Mechanistic chromatography models
Each downstream purification step comprises different physical and biochemical effects. Chromatography for example is a complex superposition of general flow and transport patterns, mass transfer phenomena in microporous materials and adsorption. Creating a predictive model of your downstream process therefore requires a profound consideration of all occuring effects.
Mechanistic models consider physical and biochemical effects by means of natural laws. Outside the adsorber beads within a chromatography system for example, the injected components are transported by convection, which is induced by a connected pump. Dispersion comprises, among other effects, molecular diffusion and non-ideal flow. Inside the pores of the adsorbing particle, diffusion dominates their movement. Finally, the component is adsorbed onto the inner surface of the particle.

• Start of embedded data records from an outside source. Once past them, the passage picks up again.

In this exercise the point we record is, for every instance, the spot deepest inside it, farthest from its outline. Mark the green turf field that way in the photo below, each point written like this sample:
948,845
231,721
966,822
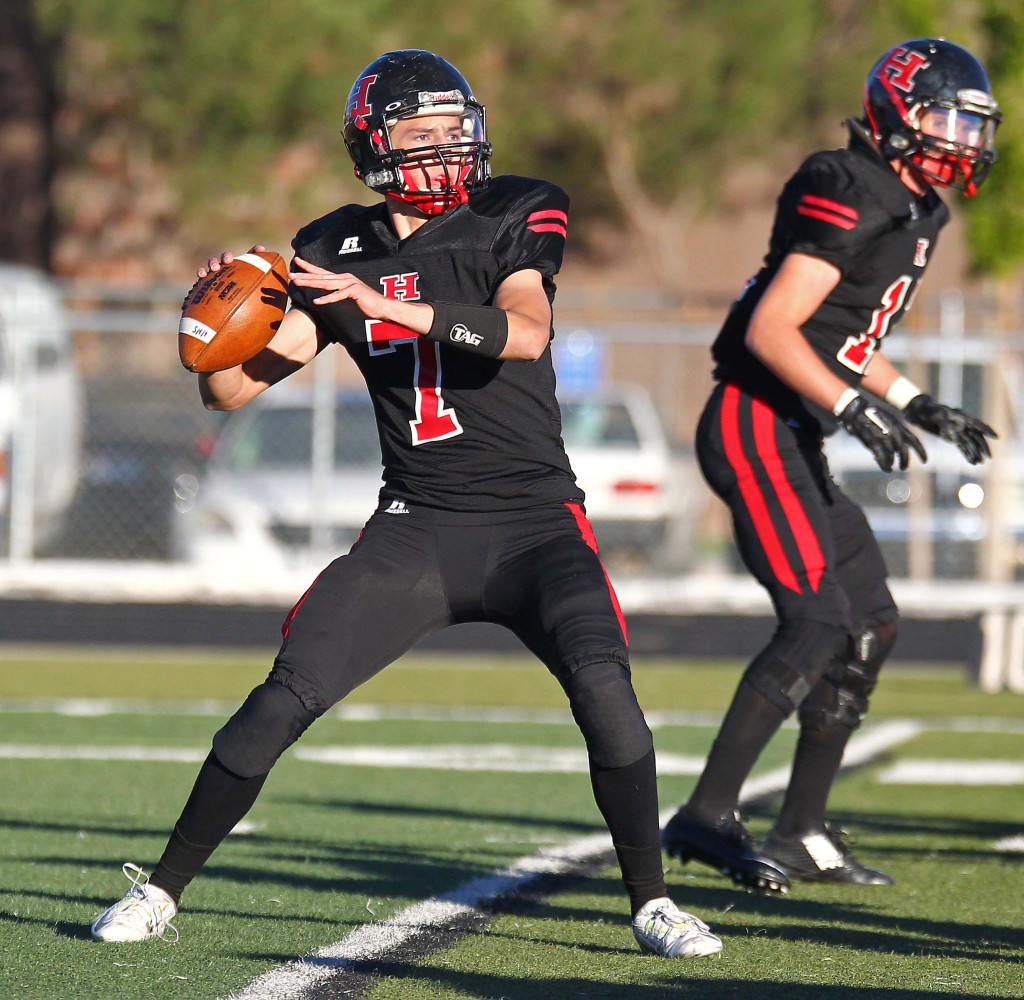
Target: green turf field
332,846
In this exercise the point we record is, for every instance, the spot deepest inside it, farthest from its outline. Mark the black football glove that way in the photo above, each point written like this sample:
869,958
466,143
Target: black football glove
968,433
884,434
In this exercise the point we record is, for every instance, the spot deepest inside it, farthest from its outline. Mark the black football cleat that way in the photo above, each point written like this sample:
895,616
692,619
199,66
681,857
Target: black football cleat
726,846
822,856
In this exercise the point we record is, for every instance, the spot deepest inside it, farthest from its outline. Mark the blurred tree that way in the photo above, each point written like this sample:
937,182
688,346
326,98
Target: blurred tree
27,109
186,126
996,217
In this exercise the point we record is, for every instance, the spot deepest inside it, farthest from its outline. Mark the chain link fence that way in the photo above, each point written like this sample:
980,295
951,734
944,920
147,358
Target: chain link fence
107,453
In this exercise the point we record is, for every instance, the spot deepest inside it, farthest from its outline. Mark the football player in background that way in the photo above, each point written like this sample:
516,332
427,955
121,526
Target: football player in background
800,353
442,296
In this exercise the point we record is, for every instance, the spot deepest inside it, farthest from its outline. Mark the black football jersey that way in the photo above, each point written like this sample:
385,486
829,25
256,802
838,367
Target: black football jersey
850,208
458,431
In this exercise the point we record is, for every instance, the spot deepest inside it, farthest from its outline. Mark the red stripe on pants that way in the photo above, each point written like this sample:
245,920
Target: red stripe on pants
588,535
751,491
807,540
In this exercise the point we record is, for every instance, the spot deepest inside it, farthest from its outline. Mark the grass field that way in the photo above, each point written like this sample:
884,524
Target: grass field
98,754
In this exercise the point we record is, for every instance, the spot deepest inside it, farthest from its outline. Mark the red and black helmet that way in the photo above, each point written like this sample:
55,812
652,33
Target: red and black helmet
403,84
929,104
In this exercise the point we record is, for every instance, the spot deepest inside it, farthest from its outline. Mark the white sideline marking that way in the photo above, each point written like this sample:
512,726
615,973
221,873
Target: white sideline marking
347,712
1011,843
376,939
483,756
922,772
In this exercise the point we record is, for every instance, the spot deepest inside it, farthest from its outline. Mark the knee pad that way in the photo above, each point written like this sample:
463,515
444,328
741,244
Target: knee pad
605,708
800,653
841,698
270,720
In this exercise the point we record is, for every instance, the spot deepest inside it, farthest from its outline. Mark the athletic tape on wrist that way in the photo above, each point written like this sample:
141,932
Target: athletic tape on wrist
481,330
901,392
848,397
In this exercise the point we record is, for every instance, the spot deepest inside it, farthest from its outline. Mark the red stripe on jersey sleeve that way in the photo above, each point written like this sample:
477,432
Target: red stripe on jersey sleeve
837,207
836,220
548,227
548,214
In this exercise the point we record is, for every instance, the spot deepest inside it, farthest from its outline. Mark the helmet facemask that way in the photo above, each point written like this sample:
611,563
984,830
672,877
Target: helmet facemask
928,105
950,144
433,170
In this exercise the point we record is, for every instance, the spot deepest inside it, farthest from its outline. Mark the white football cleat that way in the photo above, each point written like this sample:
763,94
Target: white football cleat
663,928
143,912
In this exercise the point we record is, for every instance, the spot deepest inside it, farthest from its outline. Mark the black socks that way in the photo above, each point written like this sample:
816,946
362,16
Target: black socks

In order to predict any kind of downstream process, the governing natural principles are described in mathematical model equations. In fact, column chromatography models comprise three individual but coupled models: a fluid dynamics model, describing general flow and transport patterns in the in the column; a model to describe the fluid phase within the beads’ pores and an adsorption isotherm that models the adsorption process via thermodynamics. A large variety of such models are known in literature, describing different chromatography and interaction modes. Given the model and corresponding model parameters, the resulting chromatogram can be predicted by means of computer simulation.
Within mechanistic model equations a number of model parameters are inherent. Some of these are known – in a chromatography model, this is for example column dimensions or flow rates. Unknown model parameters such as protein charge must be derived from experimental data. Since each model parameter has a unique purpose and effect on the result, the required data is limited and experiments usually range from three to ten. These do not require purified components but can be performed with impure feedstock. The measured data are then processed in silico using numerical optimization to derive the unknown parameters by inverse curve fitting.
Once calibrated, any mechanistic downstream model is a fully equivalent digital twin of your real system. A simulated experiment can thereby replace a real experiment. The most obvious application of simulation is therefore to optimize existing processes. In conjunction with Process Analytical Technologies (PAT) and real-time information on the composition of raw materials, downstream models can be expanded to become digital twins of running production processes.